Paseó por toda la casa buscando restos de su ausencia. Huellas de una pérdida que estaba empezando a asumir por más que fuera un vacío lejano, un ligero temblor más que un terremoto. Caminó por el pasillo y repasó con el dedo algunos muebles, dejando un rastro de color entre la pequeña pátina de polvo que empezaba a acumularse en aquellas superficies. No quería dejar ninguna pista de su paso por el piso pero no lo pudo evitar. Apenas se detuvo en la cocina el tiempo justo para abrir la nevera y encontrar el testimonio de una vida de paso. Un cartón de leche que llevaba abierto demasiado tiempo, algunas botellas de agua. Pan, embutido, salsa para la pasta. Una lata de atún abierta, el contenido ya seco. Algo de fruta, plátanos demasiado maduros. La cerró y dejó todo como estaba, resistiendo la tentación de tirar aquello que ya no servía. Llegó hasta la habitación y vio una escena familiar pese al tiempo: la cama deshecha, la sábana arrugada en la parte baja del colchón, a los pies; el pijama debajo de la almohada. Lo recuperó durante un instante y las prendas frías le devolvieron su olor algunos segundos.

Contuvo como pudo las lágrimas.

Enfiló el pasillo de nuevo en dirección a la puerta, sin querer profanar más un vacío que no le correspondía, pero no pudo resistir la tentación de llegar hasta el salón. Sobre la mesa había unas cuartillas a medio escribir que hojeó durante unos instantes. Reflexiones duras, letras que supuraban fiebre escritas en las noches en las que la memoria era ya una cicatriz que no dejaba de sangrar. Recuerdos deformados por el dolor, nombres inventados, algunos retazos de la suya y de otras historias de las que, en un gesto furioso y postrero, pareció quererse desprender. Las dejó todas ahí, no se guardó ninguna. Un sofá huérfano de cojines y un sillón que acunaba en uno de sus brazos un libro a medio leer. Ahí estaba, desafiante, con el marcapáginas asomando para trazar el punto en el que se quedó y ya nunca retomará. El final prematuro a una historia que, quién sabe, le estaba gustando o aburriendo, apasionando o aletargando en las últimas noches. Y una pregunta brotaba de aquella frontera entre las páginas, y llegó directa a su frente sin que nada pudiera amortiguarla. ¿Debía dejar el marcapáginas ahí?

Dejarlo era subrayar todo lo que su ausencia dejó inacabado. Una historia que ya no continuará pese a tener un final, un libro que quizá nadie más lea para no mover ese marcador que, sin saberlo, convirtió un punto y seguido en un punto y final.

Retirarlo del libro sería borrar uno de sus últimos rastros. Hacer correr el agua para que se lleve las huellas sobre la arena, disipar de un manotazo el humo de la última calada. Poner fin a algo que no debió terminar. No así, tan pronto.
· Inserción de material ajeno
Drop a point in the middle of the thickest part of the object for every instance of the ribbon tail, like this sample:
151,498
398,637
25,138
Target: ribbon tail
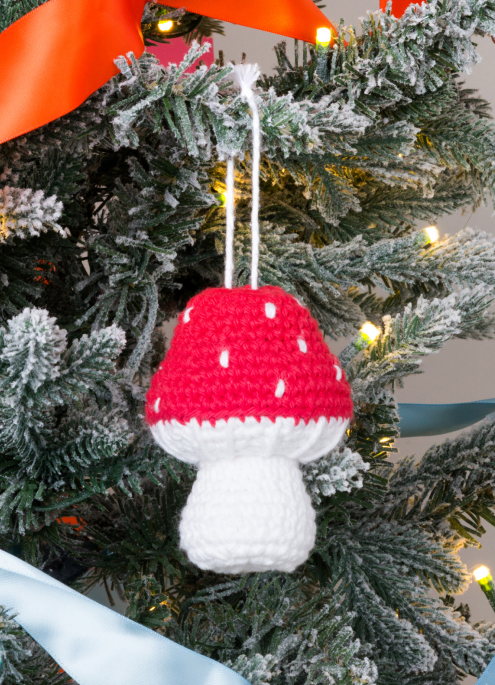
57,55
92,643
437,419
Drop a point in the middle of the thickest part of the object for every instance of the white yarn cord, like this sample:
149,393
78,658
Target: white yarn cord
229,236
247,75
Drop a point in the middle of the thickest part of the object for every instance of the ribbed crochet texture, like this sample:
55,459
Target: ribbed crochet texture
243,352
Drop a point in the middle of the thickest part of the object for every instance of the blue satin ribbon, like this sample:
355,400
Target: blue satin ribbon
435,419
92,643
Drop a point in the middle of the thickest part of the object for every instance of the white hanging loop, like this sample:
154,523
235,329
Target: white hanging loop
247,75
229,235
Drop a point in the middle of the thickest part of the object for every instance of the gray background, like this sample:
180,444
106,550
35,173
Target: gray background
463,370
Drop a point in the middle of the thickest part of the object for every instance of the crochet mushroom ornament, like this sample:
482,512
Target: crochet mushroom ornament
247,392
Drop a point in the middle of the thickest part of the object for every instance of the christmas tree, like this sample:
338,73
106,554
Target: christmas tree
113,217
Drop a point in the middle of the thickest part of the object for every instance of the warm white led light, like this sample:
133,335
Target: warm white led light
481,572
323,35
370,331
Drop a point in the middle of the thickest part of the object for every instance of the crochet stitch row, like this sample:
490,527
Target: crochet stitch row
242,352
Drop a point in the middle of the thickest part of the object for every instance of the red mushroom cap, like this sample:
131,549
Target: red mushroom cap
244,352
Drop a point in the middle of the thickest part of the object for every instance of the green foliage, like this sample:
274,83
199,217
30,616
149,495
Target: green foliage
112,220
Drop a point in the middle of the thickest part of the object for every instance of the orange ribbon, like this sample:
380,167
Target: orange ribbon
57,55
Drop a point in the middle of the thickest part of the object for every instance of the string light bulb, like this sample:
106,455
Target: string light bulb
432,233
165,25
323,36
369,331
485,581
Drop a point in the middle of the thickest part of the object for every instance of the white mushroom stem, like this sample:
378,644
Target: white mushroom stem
248,509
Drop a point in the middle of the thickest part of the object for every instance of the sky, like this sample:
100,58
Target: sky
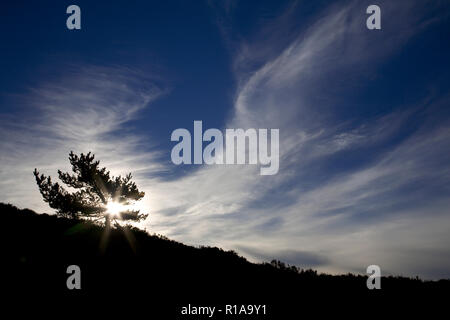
363,117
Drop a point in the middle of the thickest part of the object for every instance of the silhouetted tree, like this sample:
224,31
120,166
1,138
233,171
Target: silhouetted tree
98,195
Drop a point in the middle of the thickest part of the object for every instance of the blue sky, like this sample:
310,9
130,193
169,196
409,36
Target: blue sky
363,117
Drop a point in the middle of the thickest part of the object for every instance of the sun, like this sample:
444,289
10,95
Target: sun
114,208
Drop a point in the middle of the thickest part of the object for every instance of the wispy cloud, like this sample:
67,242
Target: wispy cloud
84,110
389,207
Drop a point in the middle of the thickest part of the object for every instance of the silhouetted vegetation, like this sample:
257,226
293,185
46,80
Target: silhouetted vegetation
96,190
124,262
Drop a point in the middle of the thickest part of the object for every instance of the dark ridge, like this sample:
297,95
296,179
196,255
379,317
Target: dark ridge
131,264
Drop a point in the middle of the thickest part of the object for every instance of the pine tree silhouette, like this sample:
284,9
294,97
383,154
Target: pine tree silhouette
97,194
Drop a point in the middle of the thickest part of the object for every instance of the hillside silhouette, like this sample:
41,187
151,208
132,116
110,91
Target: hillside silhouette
38,248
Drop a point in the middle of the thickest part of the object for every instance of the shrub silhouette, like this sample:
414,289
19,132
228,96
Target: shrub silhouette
96,191
161,275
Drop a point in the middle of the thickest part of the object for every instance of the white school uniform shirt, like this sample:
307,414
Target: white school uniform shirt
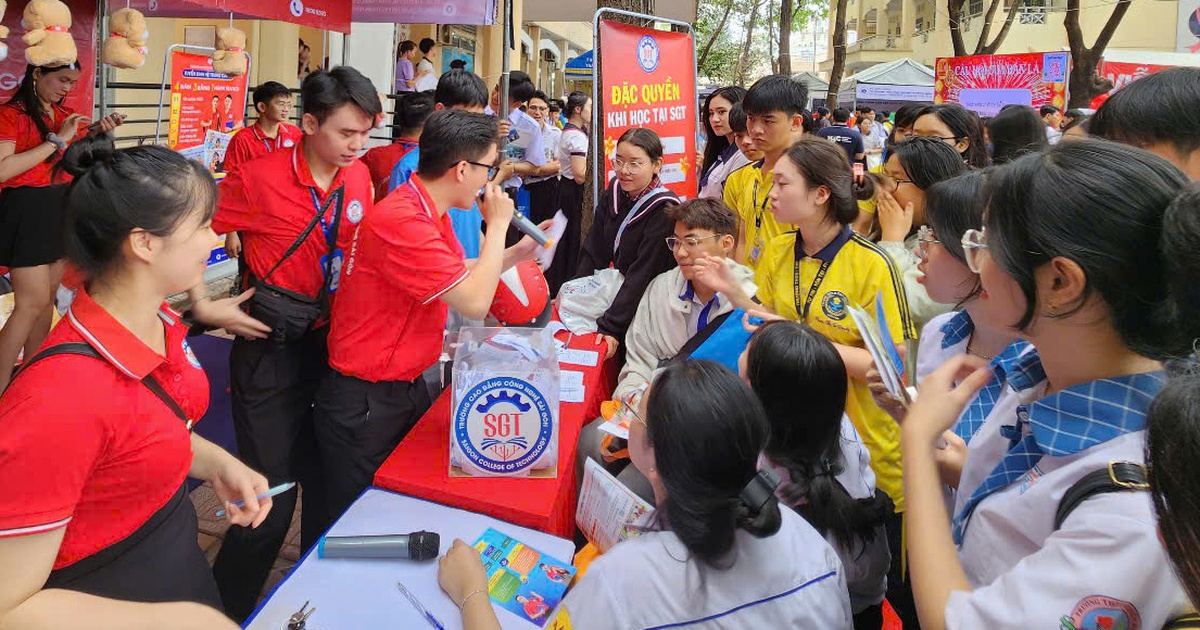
792,579
867,564
1104,568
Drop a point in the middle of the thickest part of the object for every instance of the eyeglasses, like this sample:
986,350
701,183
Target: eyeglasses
491,168
924,239
975,241
690,243
633,167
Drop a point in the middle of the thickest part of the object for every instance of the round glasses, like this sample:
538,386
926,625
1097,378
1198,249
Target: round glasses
975,243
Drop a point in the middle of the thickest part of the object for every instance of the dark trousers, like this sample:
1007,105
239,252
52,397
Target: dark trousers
271,390
358,425
899,588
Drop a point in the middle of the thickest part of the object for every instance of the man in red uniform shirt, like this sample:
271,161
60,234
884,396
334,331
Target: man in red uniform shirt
318,183
273,101
405,271
412,111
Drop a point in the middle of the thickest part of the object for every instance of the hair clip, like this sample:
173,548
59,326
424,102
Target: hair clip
760,490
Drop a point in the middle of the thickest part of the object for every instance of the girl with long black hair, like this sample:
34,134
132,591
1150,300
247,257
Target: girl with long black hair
35,129
825,468
721,155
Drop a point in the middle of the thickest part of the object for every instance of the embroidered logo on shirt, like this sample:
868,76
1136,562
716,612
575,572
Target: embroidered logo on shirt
1098,612
191,355
1030,478
834,305
354,211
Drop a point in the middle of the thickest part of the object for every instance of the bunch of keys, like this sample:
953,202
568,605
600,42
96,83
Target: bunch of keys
298,619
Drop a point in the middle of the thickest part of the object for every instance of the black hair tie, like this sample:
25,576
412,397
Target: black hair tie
760,490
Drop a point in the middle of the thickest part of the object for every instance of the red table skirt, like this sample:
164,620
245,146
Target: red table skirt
419,467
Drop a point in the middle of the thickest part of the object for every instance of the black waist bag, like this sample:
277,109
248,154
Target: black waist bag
292,315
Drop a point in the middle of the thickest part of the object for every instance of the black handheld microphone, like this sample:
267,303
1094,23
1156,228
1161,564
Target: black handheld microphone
415,546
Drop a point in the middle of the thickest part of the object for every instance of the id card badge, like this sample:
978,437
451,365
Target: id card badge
335,269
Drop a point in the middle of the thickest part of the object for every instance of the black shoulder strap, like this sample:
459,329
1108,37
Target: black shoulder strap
78,347
336,196
1117,477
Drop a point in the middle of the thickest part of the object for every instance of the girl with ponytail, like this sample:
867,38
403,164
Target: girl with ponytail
825,468
723,552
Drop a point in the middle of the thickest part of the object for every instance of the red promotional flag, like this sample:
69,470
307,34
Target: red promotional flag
83,30
648,79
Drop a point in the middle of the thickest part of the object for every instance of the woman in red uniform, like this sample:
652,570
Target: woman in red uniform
96,528
35,127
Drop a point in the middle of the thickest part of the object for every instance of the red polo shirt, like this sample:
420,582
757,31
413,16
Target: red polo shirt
19,129
388,321
250,143
269,205
84,444
382,160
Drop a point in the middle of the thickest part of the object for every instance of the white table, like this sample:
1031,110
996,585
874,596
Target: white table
361,594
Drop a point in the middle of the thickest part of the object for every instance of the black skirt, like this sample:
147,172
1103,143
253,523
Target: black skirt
33,226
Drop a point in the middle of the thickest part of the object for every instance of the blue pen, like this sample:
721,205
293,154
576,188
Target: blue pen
429,616
277,490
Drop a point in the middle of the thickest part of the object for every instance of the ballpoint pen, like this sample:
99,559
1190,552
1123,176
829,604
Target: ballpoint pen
429,616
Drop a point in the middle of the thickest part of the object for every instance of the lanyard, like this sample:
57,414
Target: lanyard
803,309
760,210
634,214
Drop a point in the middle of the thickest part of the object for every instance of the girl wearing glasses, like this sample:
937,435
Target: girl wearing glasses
628,229
958,127
912,167
1095,303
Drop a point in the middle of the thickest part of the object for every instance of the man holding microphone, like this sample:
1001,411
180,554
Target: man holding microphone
405,270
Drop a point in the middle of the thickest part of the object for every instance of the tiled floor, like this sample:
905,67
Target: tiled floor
213,531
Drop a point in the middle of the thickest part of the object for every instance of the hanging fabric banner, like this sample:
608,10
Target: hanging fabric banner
648,79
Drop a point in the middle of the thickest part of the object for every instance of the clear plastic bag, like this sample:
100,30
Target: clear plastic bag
582,301
504,415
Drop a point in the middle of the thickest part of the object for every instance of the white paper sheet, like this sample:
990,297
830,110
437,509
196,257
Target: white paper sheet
357,594
609,511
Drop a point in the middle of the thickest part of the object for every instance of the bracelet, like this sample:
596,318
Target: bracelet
465,600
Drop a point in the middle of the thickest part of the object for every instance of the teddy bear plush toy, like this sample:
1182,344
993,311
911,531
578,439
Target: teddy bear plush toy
126,47
48,34
231,58
4,31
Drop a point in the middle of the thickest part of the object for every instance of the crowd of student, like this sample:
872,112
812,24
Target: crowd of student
1047,282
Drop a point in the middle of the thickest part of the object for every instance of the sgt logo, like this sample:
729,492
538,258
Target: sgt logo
1098,612
503,425
191,355
354,211
648,53
834,305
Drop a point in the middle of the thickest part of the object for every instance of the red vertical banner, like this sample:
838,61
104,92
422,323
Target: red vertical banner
202,100
83,30
648,79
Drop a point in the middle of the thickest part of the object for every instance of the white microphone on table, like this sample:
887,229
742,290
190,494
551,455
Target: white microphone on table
414,546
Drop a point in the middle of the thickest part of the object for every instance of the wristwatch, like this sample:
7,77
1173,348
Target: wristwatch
53,138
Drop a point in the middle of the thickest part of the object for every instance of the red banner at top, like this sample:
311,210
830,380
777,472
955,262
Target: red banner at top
83,31
648,79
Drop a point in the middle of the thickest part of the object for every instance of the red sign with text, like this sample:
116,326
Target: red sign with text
987,83
202,100
83,31
648,79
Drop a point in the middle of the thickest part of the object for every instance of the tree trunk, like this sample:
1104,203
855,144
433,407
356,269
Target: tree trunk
839,53
785,36
744,60
1085,84
717,31
954,10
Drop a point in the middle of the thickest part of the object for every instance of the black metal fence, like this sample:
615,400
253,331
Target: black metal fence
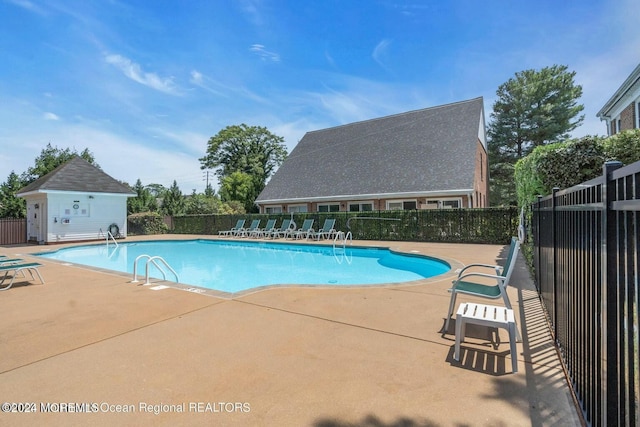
491,226
586,256
13,231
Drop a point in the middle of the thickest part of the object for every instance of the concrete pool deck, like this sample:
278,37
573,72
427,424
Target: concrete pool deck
294,356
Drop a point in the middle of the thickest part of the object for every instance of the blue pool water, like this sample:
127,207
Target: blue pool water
238,266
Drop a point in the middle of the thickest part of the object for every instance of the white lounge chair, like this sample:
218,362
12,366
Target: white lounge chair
233,231
246,232
15,270
280,231
261,232
325,232
307,227
462,285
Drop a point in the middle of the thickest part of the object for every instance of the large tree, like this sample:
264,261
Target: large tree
533,108
173,202
144,200
251,150
50,158
10,205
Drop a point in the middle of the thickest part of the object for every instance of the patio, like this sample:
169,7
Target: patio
298,356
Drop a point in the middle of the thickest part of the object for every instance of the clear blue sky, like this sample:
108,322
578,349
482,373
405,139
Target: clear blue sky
145,84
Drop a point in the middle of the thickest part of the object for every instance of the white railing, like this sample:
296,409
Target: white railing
152,260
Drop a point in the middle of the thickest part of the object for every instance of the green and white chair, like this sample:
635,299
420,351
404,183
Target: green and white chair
465,283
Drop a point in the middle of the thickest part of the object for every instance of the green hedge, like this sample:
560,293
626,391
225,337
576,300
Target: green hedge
491,226
146,223
572,162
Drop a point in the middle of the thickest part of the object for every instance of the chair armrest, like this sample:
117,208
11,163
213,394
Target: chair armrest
489,276
497,268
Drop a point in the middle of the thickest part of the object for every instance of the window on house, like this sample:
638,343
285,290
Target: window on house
402,205
451,204
273,209
329,208
297,208
360,207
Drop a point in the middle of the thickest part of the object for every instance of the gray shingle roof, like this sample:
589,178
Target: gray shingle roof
77,175
432,149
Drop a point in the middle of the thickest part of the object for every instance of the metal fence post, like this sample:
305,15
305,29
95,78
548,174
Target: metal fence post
554,244
610,390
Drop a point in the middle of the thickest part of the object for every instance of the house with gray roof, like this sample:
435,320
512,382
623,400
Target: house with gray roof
425,159
75,202
622,110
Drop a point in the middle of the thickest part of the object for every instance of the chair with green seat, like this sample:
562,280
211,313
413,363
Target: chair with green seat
326,232
15,269
246,232
261,232
303,232
465,283
234,230
281,231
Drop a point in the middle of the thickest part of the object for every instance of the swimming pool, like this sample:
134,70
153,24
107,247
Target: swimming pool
239,266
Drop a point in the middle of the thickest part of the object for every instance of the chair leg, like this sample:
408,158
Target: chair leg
452,304
512,344
460,330
507,303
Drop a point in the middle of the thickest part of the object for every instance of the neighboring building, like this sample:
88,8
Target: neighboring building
75,202
622,111
425,159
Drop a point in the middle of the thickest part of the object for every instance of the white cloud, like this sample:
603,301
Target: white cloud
264,54
135,73
380,51
50,116
28,5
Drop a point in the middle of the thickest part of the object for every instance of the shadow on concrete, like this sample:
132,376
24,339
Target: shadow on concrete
373,421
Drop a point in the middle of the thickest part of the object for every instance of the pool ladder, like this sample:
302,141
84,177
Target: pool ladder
341,238
152,260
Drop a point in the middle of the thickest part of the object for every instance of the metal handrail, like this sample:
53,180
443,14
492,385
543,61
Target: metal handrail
152,260
112,238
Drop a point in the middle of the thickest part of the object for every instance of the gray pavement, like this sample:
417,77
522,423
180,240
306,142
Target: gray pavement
282,356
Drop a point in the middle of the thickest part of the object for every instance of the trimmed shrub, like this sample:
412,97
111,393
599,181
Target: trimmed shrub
562,165
146,223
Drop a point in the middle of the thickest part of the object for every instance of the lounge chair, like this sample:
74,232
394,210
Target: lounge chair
4,261
462,285
277,232
239,225
246,232
307,227
15,269
260,232
325,232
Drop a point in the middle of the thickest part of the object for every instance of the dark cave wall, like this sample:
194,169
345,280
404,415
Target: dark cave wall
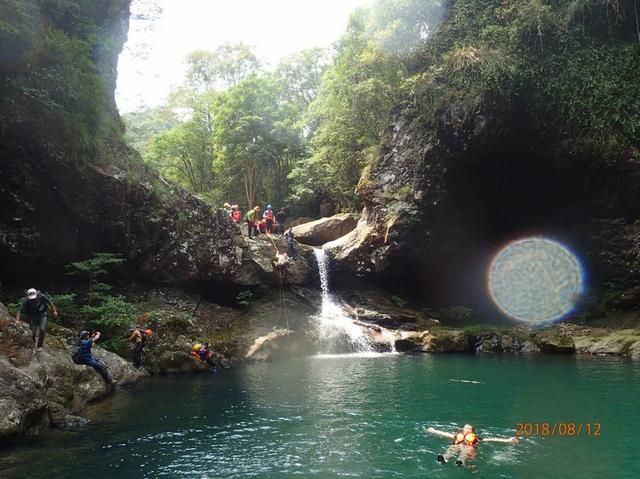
442,204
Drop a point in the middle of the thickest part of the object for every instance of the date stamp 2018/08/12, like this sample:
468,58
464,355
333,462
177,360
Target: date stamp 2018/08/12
564,429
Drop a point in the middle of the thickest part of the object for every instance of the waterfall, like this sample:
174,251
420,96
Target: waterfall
336,331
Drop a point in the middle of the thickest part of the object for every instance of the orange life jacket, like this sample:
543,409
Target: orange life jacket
469,439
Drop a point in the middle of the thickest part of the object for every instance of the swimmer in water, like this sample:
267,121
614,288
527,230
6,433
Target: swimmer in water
464,444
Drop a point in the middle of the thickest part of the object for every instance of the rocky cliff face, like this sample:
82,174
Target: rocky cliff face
59,203
48,389
439,204
441,201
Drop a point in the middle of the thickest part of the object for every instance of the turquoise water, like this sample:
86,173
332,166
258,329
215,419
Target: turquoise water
354,417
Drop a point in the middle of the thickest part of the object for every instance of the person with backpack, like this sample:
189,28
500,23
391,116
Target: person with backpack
269,218
86,357
34,310
252,221
281,218
139,338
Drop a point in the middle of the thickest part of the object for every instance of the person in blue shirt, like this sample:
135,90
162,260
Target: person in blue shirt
86,357
34,310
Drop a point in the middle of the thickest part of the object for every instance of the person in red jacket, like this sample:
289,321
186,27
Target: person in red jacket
464,443
269,218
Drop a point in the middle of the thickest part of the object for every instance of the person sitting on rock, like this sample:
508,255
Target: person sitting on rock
252,220
464,443
139,338
86,357
34,310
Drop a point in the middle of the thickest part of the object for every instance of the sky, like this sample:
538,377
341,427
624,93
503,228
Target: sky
153,57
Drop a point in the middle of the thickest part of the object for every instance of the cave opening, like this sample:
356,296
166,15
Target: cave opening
497,193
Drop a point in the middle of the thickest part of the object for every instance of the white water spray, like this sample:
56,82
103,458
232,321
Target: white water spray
336,331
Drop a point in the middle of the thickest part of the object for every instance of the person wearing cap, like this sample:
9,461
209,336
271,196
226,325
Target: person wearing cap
269,217
34,310
139,338
86,356
252,220
281,218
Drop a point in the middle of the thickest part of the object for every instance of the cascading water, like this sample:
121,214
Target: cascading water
336,331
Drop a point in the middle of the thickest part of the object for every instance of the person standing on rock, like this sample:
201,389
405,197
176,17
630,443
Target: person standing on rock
86,356
139,339
281,218
252,219
34,310
268,217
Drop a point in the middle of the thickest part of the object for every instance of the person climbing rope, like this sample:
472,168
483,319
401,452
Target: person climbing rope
251,218
464,444
139,337
34,310
292,251
86,357
236,214
269,218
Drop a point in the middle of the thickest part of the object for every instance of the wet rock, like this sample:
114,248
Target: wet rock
552,341
434,341
47,387
324,230
171,362
74,423
280,344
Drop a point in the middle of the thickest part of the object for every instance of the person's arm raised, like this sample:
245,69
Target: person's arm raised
510,440
439,433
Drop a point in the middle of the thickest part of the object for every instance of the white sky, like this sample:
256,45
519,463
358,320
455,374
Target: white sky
153,58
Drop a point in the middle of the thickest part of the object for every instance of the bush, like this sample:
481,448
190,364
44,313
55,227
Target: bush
112,316
245,298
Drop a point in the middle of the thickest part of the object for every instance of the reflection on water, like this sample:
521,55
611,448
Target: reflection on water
351,416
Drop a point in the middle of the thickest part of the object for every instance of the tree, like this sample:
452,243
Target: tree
225,67
93,268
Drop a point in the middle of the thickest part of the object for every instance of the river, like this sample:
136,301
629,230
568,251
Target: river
355,416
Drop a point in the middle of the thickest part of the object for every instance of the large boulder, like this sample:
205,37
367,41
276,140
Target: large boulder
319,232
280,344
47,388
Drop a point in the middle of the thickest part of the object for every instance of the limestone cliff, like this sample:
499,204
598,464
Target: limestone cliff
499,138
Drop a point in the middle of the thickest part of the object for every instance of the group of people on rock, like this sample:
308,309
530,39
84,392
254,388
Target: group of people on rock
203,352
34,310
257,223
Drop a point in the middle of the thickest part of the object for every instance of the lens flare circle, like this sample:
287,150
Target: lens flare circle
535,280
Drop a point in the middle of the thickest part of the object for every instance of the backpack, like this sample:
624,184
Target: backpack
75,354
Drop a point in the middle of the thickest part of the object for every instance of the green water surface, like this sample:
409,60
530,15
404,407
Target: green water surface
351,416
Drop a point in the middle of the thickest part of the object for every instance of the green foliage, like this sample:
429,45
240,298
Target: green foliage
51,82
358,91
574,65
245,298
167,320
93,268
450,315
113,315
143,125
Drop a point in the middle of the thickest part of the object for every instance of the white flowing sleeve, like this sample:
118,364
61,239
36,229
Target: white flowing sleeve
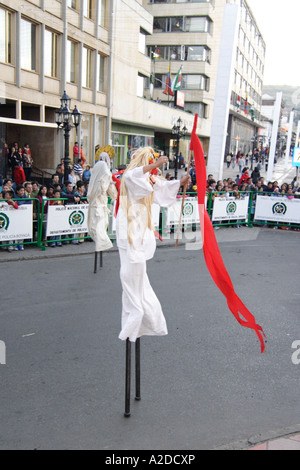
165,192
137,183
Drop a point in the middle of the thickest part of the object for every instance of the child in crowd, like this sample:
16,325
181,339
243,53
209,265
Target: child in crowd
55,201
8,201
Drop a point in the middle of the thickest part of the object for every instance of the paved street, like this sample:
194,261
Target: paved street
204,386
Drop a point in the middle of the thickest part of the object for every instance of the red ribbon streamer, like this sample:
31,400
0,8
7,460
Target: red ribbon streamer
212,254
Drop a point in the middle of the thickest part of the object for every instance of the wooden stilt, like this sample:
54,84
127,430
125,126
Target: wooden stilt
138,369
95,262
127,379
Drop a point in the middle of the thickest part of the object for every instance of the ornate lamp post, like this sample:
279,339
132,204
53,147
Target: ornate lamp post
64,120
178,133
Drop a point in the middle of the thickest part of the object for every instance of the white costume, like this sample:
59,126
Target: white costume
141,310
100,185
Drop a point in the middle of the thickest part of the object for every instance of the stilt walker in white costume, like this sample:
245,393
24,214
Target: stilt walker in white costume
141,310
100,186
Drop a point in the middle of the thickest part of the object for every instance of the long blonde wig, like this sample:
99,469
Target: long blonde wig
141,157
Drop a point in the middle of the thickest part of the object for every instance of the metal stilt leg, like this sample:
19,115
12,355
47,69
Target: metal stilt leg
138,369
127,378
95,262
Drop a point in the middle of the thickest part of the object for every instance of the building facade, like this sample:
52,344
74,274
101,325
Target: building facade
187,35
114,59
48,47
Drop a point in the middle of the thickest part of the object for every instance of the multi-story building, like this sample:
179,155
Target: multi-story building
47,47
187,34
104,54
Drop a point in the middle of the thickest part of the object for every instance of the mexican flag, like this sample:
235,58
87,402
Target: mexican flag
176,85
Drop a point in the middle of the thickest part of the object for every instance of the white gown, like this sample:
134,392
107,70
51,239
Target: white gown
100,185
141,310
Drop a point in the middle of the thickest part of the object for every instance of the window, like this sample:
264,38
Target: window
71,61
199,24
51,54
88,9
199,53
6,35
195,82
72,4
28,45
142,41
197,108
87,68
102,13
140,85
101,65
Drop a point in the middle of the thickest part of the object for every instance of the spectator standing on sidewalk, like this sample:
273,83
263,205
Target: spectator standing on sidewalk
69,194
19,175
55,201
27,162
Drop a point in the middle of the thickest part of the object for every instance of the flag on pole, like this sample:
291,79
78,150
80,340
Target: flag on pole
246,104
212,254
176,85
168,90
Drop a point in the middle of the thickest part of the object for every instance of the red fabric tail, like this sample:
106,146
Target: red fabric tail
212,254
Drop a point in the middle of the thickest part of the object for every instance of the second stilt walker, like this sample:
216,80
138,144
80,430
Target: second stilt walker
141,187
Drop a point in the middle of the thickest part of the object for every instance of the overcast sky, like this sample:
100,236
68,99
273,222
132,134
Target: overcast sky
278,21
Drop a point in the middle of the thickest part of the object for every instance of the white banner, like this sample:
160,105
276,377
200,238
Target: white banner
67,220
15,224
190,213
155,217
277,209
230,208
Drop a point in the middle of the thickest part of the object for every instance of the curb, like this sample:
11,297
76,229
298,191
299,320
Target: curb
259,439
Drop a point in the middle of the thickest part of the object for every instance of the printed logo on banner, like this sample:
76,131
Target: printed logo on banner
231,208
279,208
76,218
188,209
4,222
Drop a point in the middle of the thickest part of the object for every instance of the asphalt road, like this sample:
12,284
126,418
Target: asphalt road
205,385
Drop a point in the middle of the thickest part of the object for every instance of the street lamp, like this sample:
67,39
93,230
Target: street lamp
178,133
64,120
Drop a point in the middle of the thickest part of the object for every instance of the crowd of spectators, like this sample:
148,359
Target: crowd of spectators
19,189
245,183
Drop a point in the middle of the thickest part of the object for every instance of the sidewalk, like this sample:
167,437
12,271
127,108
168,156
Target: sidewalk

Sostuvo el libro unos minutos en sus manos antes de dejarlo de nuevo sobre el sillón, donde lo había encontrado. Quitar el marcapáginas era un gesto de intimidad que no le correspondía. No a ella, no en ese momento. Lo dejó donde estaba pero lo empujó un poco hacia dentro, para que asomara apenas el filo sobre las páginas que dividía, para que esa frontera no fuera tan evidente y ese punto y final no resultara tan grosero. Caminó por el pasillo hacia la salida y antes de abrir la puerta dejó las llaves sobre la consola que había a la entrada, junto a un foto en la que él sonreía. La sostuvo unos segundos en las manos y la miró fijamente, y se le escapó una pequeña sonrisa también a ella. Recogió los zapatos del suelo y sin ponérselos abrió la puerta y salió al rellano, cerrando con cuidado tras de sí.


Cuando el ascensor llegó a la planta baja aún iba descalza. Todavía lloraba.